Under the default settings, HashingVectorizer
normalizes your feature vectors to unit Euclidean length:
>>> text = "foo bar baz quux bla"
>>> X = HashingVectorizer(n_features=8).transform([text])
>>> X.toarray()
array([[-0.57735027, 0. , 0. , 0. , 0.57735027,
0. , -0.57735027, 0. ]])
>>> scipy.linalg.norm(np.abs(X.toarray()))
1.0
Setting binary=True
only postpones this normalization until after binarizing the features, i.e. setting all the non-zero ones to one. You also have to set norm=None
to turn it off:
>>> X = HashingVectorizer(n_features=8, binary=True).transform([text])
>>> X.toarray()
array([[ 0.5, 0. , 0. , 0. , 0.5, 0.5, 0.5, 0. ]])

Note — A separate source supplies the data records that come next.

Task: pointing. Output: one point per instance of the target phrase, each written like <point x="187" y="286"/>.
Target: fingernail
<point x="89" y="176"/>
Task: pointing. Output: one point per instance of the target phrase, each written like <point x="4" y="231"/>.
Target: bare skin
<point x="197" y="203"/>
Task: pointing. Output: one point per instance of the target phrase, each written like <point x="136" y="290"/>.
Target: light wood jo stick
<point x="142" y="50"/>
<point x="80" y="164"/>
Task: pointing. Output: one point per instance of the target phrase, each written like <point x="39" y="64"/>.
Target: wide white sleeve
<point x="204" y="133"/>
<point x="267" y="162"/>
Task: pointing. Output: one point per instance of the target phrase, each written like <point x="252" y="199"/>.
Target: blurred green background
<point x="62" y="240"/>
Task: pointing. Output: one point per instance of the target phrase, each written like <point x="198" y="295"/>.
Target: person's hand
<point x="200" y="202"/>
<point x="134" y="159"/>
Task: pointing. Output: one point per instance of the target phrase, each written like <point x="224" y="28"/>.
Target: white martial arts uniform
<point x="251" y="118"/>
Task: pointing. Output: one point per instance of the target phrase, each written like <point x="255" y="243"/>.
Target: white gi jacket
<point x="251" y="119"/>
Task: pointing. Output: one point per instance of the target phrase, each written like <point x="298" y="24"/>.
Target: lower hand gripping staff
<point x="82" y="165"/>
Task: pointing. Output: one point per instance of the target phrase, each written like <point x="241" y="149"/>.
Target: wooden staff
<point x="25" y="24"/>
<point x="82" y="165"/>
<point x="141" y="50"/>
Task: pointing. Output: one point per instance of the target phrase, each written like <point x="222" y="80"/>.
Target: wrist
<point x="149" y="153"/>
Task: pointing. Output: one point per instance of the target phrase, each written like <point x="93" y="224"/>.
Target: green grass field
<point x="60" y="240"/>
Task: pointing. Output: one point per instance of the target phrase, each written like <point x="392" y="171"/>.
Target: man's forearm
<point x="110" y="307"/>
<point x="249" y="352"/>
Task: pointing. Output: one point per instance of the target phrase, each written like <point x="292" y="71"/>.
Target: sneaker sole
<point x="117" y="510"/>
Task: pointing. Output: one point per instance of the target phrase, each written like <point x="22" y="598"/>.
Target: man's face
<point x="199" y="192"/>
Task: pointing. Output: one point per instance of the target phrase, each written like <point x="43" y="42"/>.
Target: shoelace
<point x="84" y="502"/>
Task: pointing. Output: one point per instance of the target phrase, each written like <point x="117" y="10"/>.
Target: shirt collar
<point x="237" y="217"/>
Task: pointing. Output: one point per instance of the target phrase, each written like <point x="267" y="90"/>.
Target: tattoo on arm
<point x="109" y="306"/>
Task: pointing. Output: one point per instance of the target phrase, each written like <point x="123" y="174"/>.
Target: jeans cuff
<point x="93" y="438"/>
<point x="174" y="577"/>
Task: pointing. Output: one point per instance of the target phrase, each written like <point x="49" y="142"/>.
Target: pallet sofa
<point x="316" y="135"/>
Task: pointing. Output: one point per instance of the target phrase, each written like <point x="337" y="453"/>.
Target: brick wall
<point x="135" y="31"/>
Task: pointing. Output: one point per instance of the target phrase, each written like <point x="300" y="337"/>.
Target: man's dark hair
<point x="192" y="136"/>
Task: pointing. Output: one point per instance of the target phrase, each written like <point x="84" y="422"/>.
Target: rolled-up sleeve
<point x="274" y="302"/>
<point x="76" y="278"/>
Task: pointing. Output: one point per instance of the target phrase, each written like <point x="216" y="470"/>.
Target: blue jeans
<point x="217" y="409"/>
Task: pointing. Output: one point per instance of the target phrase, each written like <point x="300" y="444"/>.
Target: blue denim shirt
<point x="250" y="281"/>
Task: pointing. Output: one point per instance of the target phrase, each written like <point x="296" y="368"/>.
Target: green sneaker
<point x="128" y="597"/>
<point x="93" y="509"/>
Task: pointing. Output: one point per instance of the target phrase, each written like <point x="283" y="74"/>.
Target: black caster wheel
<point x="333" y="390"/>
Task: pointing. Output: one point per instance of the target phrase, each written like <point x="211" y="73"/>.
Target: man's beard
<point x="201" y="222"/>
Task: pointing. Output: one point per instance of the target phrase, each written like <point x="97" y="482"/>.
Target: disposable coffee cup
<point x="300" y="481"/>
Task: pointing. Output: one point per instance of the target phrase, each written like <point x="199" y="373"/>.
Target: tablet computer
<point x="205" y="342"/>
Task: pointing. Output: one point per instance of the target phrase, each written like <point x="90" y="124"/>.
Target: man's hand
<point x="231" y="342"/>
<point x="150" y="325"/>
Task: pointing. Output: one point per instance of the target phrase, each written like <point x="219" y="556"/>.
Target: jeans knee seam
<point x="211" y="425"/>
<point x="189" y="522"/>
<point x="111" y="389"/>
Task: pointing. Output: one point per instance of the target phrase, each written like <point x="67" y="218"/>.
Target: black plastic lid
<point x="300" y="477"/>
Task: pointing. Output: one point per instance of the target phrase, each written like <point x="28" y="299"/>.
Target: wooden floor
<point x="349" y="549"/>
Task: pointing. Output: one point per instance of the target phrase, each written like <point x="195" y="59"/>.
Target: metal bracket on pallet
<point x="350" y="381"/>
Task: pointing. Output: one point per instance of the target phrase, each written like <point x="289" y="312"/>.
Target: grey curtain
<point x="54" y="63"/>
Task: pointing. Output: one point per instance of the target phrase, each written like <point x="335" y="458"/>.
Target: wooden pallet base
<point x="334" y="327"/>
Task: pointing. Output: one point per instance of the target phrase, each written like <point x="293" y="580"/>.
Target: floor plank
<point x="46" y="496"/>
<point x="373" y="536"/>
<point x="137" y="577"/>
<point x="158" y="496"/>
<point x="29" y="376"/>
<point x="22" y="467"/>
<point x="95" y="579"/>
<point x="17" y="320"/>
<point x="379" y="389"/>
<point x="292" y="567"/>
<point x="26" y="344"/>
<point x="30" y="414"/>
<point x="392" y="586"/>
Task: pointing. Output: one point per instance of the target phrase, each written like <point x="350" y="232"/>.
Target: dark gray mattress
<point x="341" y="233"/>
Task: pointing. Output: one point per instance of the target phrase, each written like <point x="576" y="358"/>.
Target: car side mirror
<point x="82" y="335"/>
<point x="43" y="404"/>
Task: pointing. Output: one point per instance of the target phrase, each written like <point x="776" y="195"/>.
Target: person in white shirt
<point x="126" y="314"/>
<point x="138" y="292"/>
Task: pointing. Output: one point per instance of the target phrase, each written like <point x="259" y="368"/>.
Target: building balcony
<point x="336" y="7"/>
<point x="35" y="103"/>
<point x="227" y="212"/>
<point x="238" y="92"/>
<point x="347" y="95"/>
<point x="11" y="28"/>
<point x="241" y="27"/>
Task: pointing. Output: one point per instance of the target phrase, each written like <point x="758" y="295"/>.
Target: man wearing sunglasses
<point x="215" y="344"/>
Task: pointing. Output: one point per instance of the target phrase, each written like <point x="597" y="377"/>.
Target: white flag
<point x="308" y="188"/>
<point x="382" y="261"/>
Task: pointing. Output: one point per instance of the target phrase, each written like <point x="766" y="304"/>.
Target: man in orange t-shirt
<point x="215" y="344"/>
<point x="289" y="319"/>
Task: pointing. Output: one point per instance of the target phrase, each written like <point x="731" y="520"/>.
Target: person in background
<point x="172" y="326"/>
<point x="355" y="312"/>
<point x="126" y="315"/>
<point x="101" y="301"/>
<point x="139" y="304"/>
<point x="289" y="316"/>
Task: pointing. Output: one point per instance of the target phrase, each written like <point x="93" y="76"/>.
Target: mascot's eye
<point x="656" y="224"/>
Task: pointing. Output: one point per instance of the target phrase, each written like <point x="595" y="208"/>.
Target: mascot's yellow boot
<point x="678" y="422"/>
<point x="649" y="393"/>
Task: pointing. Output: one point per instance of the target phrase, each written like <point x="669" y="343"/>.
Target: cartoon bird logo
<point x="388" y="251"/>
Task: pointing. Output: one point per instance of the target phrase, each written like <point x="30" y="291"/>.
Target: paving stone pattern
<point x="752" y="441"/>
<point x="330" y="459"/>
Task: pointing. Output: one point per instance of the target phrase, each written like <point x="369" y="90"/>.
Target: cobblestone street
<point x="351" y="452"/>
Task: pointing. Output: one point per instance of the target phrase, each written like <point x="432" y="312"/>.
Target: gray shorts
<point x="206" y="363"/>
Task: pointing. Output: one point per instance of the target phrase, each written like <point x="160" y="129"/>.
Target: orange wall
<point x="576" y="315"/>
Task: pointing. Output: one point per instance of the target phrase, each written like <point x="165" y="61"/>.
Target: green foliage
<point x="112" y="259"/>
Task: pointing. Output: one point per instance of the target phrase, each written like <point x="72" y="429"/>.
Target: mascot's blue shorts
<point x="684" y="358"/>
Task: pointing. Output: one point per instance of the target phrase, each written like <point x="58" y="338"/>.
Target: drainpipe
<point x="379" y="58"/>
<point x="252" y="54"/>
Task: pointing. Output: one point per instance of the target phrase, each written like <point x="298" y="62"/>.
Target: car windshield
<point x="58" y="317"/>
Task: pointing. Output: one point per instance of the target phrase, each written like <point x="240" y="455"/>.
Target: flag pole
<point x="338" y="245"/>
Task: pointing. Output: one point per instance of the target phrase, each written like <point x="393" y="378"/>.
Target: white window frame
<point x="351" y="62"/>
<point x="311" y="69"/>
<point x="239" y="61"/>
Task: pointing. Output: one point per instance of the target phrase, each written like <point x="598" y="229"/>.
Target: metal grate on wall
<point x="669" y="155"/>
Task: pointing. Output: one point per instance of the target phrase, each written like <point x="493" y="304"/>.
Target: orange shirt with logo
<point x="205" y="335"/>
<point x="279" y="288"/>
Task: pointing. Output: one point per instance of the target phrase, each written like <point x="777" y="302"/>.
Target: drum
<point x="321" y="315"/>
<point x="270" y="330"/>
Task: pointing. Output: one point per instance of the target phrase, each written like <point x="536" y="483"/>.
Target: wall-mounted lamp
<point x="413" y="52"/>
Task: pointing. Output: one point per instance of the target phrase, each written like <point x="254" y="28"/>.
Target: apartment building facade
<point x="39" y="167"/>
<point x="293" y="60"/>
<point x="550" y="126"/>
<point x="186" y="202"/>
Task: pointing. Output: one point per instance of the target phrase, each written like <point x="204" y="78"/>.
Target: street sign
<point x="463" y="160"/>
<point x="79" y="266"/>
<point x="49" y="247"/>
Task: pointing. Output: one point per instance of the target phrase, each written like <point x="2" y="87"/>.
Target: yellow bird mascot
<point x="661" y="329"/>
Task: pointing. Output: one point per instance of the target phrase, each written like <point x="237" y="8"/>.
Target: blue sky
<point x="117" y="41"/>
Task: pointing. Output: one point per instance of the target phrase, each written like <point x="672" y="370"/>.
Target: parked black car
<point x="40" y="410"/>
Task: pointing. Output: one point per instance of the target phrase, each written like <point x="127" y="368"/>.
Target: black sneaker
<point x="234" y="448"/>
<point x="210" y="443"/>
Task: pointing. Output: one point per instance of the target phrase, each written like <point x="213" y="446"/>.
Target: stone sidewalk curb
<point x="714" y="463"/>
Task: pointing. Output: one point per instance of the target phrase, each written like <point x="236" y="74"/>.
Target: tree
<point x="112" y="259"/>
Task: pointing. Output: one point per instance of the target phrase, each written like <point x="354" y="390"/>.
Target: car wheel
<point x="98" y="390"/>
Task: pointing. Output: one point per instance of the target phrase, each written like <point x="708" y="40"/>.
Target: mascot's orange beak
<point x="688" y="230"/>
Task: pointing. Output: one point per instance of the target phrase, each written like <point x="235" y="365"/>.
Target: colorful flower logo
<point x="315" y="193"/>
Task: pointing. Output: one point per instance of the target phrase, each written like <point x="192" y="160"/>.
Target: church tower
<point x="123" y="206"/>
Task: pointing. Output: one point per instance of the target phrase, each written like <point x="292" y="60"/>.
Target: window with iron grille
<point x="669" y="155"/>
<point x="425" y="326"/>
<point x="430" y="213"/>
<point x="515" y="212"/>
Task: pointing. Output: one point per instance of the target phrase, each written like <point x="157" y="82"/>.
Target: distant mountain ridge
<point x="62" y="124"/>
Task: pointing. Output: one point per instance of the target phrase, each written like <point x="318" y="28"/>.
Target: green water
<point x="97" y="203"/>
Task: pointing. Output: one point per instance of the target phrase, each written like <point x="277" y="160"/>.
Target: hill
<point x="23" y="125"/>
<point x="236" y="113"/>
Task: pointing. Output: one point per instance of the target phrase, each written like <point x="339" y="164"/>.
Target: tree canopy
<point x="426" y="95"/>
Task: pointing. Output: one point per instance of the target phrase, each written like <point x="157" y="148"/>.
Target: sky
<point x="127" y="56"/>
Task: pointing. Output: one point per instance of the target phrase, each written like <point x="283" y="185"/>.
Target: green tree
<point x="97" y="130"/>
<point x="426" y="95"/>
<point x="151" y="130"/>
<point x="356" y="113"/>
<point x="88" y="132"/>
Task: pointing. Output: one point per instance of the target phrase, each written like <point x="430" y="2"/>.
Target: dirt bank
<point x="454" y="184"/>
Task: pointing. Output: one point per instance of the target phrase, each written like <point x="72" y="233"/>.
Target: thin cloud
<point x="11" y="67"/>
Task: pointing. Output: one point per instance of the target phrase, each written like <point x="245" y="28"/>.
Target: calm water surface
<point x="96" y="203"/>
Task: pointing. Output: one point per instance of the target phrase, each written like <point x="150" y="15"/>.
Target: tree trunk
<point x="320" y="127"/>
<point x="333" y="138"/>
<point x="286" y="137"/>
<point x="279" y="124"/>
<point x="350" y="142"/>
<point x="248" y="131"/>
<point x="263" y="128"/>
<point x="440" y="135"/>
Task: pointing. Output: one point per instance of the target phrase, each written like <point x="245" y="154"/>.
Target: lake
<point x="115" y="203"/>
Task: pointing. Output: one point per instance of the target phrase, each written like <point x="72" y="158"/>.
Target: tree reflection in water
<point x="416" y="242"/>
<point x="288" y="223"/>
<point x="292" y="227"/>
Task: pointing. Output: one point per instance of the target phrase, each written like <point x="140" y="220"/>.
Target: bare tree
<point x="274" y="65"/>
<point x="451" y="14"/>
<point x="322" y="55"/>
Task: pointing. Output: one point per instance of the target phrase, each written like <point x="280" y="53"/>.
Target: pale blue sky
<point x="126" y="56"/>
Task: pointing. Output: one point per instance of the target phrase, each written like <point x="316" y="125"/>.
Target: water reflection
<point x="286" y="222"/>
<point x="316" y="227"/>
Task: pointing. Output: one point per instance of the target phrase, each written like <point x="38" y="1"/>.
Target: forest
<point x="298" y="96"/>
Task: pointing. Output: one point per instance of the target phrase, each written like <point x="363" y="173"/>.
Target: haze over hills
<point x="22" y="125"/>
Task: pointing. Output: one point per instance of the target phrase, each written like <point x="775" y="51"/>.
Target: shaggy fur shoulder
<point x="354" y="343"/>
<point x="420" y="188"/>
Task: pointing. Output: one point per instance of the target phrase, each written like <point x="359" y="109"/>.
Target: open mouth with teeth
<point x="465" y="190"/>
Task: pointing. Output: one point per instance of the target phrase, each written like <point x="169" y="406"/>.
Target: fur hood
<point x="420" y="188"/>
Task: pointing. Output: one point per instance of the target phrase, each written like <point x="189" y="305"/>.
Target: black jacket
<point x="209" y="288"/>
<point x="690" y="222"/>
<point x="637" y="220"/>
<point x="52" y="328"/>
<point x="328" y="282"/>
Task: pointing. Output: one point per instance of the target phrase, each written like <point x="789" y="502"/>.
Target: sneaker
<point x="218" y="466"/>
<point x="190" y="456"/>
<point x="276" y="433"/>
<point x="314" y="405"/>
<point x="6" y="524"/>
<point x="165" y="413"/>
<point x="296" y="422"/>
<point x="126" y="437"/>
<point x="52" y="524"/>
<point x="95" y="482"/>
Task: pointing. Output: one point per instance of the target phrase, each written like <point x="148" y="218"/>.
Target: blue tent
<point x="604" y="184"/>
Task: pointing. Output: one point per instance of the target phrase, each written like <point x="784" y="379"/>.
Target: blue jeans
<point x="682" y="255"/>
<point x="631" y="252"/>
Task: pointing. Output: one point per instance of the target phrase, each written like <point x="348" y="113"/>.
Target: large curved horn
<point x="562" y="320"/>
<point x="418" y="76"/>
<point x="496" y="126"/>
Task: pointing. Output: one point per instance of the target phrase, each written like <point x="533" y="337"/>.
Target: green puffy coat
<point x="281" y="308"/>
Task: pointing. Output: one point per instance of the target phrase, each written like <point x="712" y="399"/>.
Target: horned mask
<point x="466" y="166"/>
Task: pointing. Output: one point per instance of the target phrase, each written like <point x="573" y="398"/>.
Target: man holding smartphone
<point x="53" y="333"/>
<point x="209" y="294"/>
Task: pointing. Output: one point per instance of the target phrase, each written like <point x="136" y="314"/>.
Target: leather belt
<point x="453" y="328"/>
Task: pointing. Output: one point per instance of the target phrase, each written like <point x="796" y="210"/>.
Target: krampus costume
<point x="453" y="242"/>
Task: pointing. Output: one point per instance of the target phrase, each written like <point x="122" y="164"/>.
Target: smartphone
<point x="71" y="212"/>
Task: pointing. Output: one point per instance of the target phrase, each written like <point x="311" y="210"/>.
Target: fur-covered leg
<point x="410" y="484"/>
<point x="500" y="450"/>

>>> scipy.linalg.norm(X.toarray())
1.0
>>> X = HashingVectorizer(n_features=8, binary=True, norm=None).transform([text])
>>> X.toarray()
array([[ 1., 0., 0., 0., 1., 1., 1., 0.]])
This is also why it's returning float
arrays: normalization requires them. While the vectorizer could be rigged to return another dtype, that would require conversion inside the transform
method and probably one back to float in the next estimator.